What is the difference between direct and indirect ophthalmoscopy?
Direct ophthalmoscopy uses a handheld instrument held close to the patient's eye, producing an upright, magnified (15x) view of a small fundus area. Indirect ophthalmoscopy uses a head-mounted light and a condensing lens (20D or 28D) held in front of the eye, producing an inverted, reversed image with a much wider field of view (up to 60°). Indirect is preferred for peripheral retinal examination and by retinal specialists.
What is a normal cup-to-disc ratio?
A normal cup-to-disc (C/D) ratio is typically 0.3 or less. Ratios above 0.5 raise concern for glaucomatous optic nerve damage, especially if asymmetric between eyes. The neuroretinal rim (NRR) should be intact and follow the ISNT rule: Inferior > Superior > Nasal > Temporal thickness.
Why is pupil dilation important for ophthalmoscopy?

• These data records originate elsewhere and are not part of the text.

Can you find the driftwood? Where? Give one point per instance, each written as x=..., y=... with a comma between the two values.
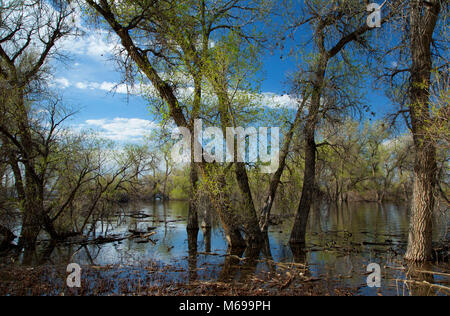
x=7, y=238
x=425, y=283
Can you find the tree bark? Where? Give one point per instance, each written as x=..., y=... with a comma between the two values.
x=423, y=19
x=301, y=220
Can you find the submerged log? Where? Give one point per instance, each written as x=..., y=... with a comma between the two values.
x=7, y=237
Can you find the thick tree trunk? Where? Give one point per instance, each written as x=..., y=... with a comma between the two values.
x=192, y=223
x=423, y=19
x=301, y=220
x=275, y=181
x=254, y=237
x=298, y=233
x=216, y=187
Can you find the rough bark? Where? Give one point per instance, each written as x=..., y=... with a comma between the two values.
x=423, y=19
x=299, y=230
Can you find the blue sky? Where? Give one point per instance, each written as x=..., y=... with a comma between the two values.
x=87, y=80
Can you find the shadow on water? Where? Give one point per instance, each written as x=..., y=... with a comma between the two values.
x=342, y=240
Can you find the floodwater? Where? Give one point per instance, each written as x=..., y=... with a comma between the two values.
x=341, y=242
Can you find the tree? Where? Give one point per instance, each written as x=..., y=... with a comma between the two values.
x=180, y=34
x=338, y=29
x=421, y=63
x=28, y=34
x=423, y=18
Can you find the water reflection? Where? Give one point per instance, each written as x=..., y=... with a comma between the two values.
x=341, y=241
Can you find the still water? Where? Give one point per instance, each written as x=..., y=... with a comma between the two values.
x=341, y=242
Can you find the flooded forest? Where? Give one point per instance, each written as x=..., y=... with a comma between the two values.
x=224, y=148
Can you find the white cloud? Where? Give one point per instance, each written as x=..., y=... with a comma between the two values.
x=121, y=129
x=61, y=83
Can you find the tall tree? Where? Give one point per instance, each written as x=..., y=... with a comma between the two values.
x=28, y=33
x=423, y=18
x=338, y=28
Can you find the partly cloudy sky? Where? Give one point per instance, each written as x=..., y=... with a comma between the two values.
x=89, y=81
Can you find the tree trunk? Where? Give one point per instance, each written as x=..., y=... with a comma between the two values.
x=301, y=220
x=192, y=223
x=254, y=237
x=423, y=19
x=298, y=233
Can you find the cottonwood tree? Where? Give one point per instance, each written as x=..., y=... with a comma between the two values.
x=338, y=29
x=418, y=59
x=28, y=33
x=173, y=35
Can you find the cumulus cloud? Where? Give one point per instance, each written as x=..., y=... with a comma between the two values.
x=121, y=129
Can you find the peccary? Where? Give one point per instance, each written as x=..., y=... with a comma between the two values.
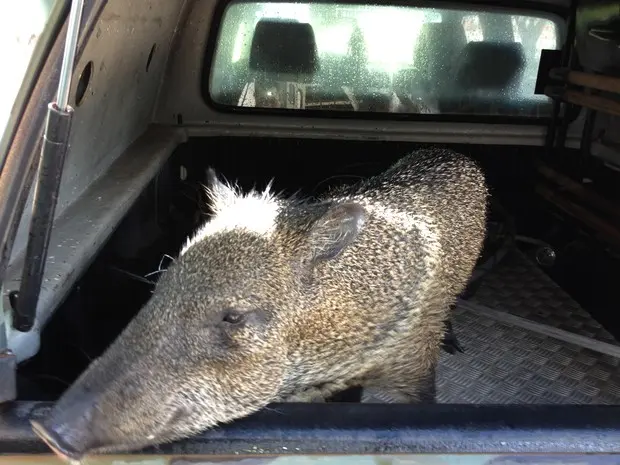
x=284, y=299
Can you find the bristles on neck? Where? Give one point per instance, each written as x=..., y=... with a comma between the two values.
x=253, y=212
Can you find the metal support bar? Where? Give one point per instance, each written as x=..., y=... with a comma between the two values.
x=51, y=164
x=566, y=56
x=350, y=428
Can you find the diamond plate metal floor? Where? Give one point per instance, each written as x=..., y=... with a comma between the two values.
x=505, y=363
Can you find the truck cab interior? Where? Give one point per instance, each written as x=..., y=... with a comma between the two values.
x=315, y=95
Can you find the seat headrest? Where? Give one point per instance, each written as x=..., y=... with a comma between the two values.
x=490, y=65
x=284, y=47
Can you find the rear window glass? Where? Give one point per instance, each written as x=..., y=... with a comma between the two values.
x=379, y=58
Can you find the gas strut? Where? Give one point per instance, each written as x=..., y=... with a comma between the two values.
x=51, y=163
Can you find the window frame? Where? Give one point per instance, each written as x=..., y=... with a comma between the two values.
x=555, y=13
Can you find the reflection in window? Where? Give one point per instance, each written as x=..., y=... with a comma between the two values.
x=329, y=56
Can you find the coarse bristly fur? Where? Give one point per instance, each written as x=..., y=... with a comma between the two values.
x=275, y=299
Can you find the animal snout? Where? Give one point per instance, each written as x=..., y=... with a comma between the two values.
x=69, y=432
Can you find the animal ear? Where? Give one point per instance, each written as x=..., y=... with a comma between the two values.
x=335, y=230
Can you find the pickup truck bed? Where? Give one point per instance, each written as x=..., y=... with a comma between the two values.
x=518, y=334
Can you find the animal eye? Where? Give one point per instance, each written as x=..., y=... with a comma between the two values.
x=233, y=317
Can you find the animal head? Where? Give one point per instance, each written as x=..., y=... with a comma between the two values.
x=221, y=335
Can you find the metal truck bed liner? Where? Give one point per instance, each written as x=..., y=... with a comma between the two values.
x=526, y=342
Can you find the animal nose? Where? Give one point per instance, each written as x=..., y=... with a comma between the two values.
x=68, y=431
x=55, y=441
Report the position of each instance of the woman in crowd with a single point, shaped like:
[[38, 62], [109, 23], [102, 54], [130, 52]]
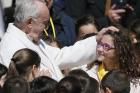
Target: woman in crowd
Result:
[[25, 63], [116, 51]]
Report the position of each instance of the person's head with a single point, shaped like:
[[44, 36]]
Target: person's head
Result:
[[43, 84], [68, 84], [16, 84], [25, 62], [78, 73], [3, 71], [49, 3], [85, 25], [116, 51], [115, 81], [135, 31], [32, 17]]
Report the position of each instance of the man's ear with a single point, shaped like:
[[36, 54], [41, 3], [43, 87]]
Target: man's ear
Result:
[[108, 90], [29, 22]]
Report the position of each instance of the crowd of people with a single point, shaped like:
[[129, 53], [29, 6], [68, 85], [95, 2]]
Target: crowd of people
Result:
[[70, 46]]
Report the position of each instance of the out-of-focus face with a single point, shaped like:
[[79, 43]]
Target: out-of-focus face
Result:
[[87, 29], [40, 23], [133, 36], [106, 48]]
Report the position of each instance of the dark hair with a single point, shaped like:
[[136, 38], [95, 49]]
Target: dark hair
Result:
[[137, 51], [22, 62], [16, 84], [68, 84], [85, 20], [3, 70], [43, 84], [124, 50], [117, 81], [78, 73]]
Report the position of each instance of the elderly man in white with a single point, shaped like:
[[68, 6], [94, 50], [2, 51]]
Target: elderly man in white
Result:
[[31, 17]]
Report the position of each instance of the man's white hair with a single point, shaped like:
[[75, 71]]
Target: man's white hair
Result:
[[25, 9]]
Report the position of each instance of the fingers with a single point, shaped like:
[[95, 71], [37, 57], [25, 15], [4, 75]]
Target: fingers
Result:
[[112, 28]]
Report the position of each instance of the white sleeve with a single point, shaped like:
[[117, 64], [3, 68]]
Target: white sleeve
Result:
[[82, 52]]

Pupil dilation (mydriasis) significantly improves the view of the posterior pole by widening the optical window into the eye. Without dilation, the pupil restricts the examiner's view, making it difficult to evaluate the peripheral retina, macula, and optic nerve head adequately. Common dilating agents include tropicamide 1% and phenylephrine 2.5%.

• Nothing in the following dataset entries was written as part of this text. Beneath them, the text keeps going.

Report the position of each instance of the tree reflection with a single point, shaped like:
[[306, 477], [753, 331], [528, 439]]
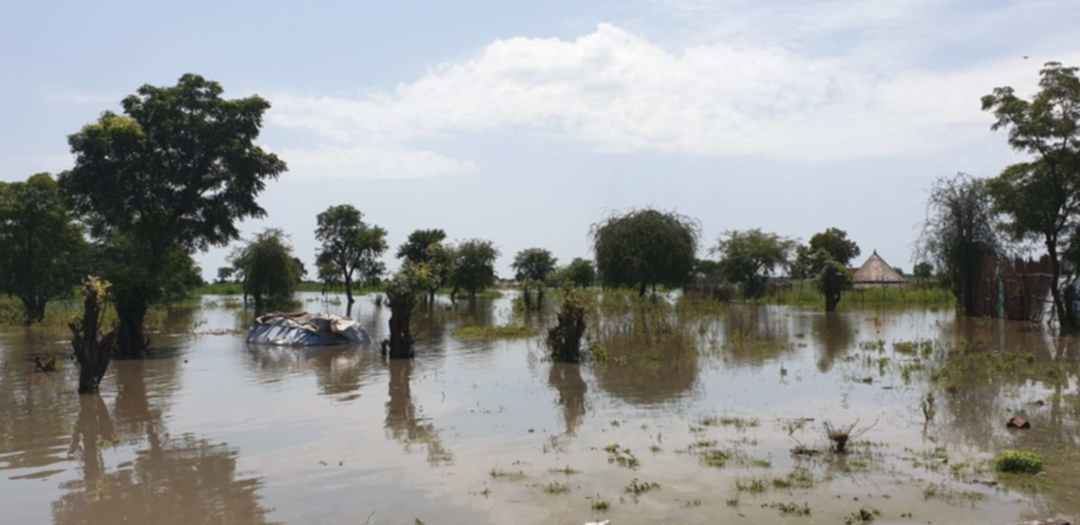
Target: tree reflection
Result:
[[566, 379], [170, 480], [405, 422], [835, 337]]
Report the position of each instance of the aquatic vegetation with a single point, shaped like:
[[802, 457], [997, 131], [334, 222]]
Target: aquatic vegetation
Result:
[[493, 333], [622, 457], [509, 475], [866, 514], [1018, 461], [788, 509], [636, 487], [555, 488]]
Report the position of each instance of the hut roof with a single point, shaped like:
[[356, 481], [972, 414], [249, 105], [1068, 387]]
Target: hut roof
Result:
[[876, 270]]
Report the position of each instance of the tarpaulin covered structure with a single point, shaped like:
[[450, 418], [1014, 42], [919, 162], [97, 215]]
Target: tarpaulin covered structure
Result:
[[306, 328]]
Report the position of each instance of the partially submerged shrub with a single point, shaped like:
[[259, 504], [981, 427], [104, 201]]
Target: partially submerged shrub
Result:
[[565, 337], [1018, 461]]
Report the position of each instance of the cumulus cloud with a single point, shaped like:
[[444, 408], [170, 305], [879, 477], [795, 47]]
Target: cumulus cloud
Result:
[[620, 92]]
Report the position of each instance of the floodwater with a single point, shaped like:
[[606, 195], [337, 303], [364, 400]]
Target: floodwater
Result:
[[214, 431]]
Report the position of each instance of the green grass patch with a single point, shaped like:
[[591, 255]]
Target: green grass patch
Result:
[[493, 333], [1018, 462]]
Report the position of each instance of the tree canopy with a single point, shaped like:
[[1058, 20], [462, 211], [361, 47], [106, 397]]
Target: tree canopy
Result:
[[175, 172], [645, 247], [1040, 199], [834, 241], [269, 272], [750, 257], [417, 247], [474, 266], [580, 272], [958, 234], [350, 248], [43, 252]]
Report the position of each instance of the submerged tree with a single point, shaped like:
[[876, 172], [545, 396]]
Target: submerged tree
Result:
[[534, 268], [834, 241], [93, 350], [402, 291], [833, 279], [1040, 199], [269, 272], [429, 250], [176, 172], [565, 337], [350, 247], [474, 266], [750, 257], [580, 272], [42, 250], [958, 234], [645, 247]]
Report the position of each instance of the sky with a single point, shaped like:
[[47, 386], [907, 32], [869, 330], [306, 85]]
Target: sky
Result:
[[527, 122]]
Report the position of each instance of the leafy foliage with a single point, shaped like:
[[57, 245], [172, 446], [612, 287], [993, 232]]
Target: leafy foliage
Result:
[[44, 253], [922, 270], [833, 280], [645, 247], [1040, 199], [474, 266], [534, 265], [417, 248], [959, 233], [750, 257], [580, 272], [834, 241], [350, 248], [174, 174], [269, 272]]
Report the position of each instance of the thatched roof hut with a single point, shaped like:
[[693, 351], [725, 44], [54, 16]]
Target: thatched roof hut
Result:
[[877, 273]]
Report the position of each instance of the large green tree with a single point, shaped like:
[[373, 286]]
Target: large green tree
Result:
[[751, 257], [959, 234], [269, 272], [42, 250], [834, 241], [174, 173], [534, 268], [429, 250], [350, 247], [645, 247], [1040, 198], [580, 272], [474, 266]]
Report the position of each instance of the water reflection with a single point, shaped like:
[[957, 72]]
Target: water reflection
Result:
[[566, 379], [170, 480], [405, 422], [835, 336]]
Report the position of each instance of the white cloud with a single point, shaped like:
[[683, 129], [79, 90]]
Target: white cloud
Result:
[[620, 92], [370, 163]]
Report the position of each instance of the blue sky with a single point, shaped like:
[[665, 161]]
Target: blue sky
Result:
[[525, 122]]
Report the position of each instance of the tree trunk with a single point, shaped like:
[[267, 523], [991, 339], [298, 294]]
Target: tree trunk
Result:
[[35, 309], [92, 349], [832, 300], [132, 340], [348, 295], [1065, 323], [401, 337]]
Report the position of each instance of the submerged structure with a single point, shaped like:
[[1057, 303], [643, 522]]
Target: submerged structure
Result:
[[306, 330], [877, 273]]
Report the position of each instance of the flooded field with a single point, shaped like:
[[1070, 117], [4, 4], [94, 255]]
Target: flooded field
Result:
[[719, 419]]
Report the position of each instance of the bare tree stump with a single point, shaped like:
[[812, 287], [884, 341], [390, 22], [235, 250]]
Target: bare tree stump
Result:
[[93, 350]]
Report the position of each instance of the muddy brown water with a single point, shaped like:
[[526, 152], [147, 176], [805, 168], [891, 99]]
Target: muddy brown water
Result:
[[214, 431]]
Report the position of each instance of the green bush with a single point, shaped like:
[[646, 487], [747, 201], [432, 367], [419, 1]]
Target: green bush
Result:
[[1018, 461]]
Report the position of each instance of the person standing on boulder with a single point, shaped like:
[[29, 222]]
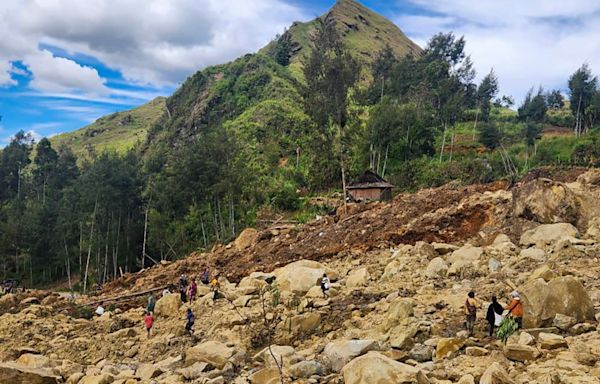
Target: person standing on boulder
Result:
[[190, 319], [471, 311], [325, 285], [515, 308], [494, 314], [149, 321]]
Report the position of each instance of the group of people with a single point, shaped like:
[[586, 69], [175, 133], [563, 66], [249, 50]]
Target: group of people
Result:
[[187, 292], [495, 312]]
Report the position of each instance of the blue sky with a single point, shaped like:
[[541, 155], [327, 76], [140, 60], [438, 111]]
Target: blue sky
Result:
[[68, 62]]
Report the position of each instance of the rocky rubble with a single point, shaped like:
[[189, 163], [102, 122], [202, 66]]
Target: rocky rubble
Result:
[[394, 315]]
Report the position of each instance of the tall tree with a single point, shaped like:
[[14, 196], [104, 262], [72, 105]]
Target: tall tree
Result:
[[330, 72], [582, 86]]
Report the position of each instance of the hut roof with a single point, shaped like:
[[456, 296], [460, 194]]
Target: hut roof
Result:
[[369, 179]]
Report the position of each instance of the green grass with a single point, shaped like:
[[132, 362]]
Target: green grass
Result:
[[118, 132]]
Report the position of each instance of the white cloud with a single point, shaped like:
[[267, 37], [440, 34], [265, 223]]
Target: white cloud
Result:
[[153, 42], [528, 43]]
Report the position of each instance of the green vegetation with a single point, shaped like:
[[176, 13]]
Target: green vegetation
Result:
[[118, 132], [256, 137]]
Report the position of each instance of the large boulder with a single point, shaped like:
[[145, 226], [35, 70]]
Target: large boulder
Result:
[[375, 368], [300, 276], [358, 278], [546, 202], [213, 352], [339, 352], [168, 305], [246, 239], [495, 374], [463, 259], [436, 268], [17, 374], [546, 234], [563, 295]]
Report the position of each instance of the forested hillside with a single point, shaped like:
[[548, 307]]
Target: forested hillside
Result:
[[254, 139]]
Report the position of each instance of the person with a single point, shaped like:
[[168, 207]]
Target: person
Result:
[[214, 286], [151, 303], [149, 321], [471, 312], [515, 308], [193, 290], [325, 285], [494, 314], [190, 319], [204, 277]]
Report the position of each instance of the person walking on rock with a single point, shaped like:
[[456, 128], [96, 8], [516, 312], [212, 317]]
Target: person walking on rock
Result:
[[325, 285], [149, 321], [190, 319], [494, 314], [515, 308], [214, 286], [471, 305], [193, 290]]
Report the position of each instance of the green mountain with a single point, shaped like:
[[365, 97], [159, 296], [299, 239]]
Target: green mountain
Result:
[[117, 132], [254, 86]]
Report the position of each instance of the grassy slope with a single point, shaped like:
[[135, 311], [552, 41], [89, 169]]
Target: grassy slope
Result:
[[118, 132]]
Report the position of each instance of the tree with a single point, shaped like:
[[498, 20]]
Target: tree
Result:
[[487, 90], [582, 86], [330, 73], [555, 100], [383, 65]]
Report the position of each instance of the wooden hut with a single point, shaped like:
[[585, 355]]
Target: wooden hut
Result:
[[370, 186]]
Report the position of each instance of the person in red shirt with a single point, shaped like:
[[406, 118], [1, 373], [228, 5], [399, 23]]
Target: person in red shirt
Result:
[[515, 308], [149, 321]]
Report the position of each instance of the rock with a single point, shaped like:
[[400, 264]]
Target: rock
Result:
[[400, 309], [306, 369], [147, 371], [522, 353], [436, 268], [495, 374], [213, 352], [526, 339], [358, 278], [476, 351], [15, 374], [545, 234], [443, 248], [300, 276], [543, 272], [543, 300], [464, 259], [563, 322], [374, 368], [339, 352], [421, 353], [104, 378], [546, 201], [194, 371], [247, 238], [305, 323], [447, 346], [168, 306], [533, 253], [552, 341], [265, 376], [33, 361]]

What is the red reflex and what does it indicate?
The red reflex is the orange-red glow seen through the ophthalmoscope when light reflects off the fundus. A clear, symmetric red reflex indicates a clear media pathway (cornea, aqueous, lens, vitreous). A dim, absent, or white reflex (leukocoria) may indicate media opacity, cataract, or serious conditions like retinoblastoma. Asymmetric reflexes can indicate anisometropia.

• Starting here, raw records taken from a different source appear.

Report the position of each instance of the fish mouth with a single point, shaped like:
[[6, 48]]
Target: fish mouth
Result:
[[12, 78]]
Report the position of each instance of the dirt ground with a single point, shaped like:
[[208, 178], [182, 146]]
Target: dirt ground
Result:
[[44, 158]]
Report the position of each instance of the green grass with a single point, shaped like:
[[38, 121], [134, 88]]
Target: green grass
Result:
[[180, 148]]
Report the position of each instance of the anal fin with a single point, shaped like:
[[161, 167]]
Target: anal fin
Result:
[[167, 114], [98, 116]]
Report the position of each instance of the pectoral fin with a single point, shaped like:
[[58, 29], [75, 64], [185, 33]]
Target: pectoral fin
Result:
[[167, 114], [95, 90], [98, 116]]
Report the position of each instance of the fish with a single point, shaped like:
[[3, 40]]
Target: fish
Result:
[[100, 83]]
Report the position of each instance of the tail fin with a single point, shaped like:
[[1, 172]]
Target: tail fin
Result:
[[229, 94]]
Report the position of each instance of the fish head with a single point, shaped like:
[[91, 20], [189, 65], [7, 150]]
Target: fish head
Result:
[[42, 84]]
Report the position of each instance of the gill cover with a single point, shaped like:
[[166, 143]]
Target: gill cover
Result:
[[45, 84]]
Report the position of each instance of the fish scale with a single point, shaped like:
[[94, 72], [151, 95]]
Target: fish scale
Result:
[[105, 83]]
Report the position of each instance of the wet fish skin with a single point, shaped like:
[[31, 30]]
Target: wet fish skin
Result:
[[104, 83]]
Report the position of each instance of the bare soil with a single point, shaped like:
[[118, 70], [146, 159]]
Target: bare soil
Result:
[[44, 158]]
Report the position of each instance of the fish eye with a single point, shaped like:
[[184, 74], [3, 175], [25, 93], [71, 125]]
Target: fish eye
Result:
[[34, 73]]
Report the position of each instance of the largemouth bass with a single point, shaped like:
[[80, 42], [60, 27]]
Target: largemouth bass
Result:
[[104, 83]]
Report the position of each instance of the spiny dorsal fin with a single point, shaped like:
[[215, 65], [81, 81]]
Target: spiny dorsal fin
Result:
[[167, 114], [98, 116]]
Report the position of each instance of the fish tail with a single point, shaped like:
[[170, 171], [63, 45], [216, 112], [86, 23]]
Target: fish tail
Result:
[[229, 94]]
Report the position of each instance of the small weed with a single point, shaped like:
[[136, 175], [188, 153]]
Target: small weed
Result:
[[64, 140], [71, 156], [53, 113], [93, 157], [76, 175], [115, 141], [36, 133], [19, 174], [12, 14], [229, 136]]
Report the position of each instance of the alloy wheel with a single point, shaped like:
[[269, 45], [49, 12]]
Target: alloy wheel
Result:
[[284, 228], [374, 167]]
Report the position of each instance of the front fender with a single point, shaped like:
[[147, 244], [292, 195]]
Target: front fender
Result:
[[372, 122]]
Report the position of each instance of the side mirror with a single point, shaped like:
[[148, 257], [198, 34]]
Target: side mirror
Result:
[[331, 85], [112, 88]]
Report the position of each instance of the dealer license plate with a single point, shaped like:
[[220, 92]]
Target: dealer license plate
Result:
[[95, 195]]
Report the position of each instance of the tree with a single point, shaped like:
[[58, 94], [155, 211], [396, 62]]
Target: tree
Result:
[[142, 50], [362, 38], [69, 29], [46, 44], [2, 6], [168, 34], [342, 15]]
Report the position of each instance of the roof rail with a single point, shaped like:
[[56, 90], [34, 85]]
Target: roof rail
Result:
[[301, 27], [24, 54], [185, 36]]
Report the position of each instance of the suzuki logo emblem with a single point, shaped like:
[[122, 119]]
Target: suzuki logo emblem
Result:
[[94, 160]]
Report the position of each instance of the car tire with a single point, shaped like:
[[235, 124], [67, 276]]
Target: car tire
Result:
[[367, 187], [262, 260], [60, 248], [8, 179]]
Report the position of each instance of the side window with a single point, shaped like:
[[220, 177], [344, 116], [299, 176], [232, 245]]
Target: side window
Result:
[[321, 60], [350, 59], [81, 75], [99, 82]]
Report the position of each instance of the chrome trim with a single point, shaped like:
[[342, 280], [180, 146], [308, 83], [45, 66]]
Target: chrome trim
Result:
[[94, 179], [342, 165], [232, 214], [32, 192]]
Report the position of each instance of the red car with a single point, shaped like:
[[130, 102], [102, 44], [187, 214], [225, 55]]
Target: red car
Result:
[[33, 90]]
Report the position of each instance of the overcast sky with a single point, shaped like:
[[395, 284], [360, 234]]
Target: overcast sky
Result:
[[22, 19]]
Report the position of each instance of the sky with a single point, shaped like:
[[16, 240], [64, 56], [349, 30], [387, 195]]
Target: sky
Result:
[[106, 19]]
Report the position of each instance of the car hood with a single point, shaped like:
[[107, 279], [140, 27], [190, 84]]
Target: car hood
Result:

What fundus abnormalities should an ophthalmic assistant recognize and flag?
Ophthalmic assistants should recognize and promptly flag: increased cup-to-disc ratio or disc pallor (glaucoma), flame-shaped hemorrhages near the disc (hypertensive retinopathy, CRVO), hard exudates or cotton-wool spots (diabetic or hypertensive retinopathy), drusen in the macula (AMD), a pale or swollen optic disc (papilledema or optic neuritis), and any unusual pigmentation or lesions that may need urgent physician evaluation.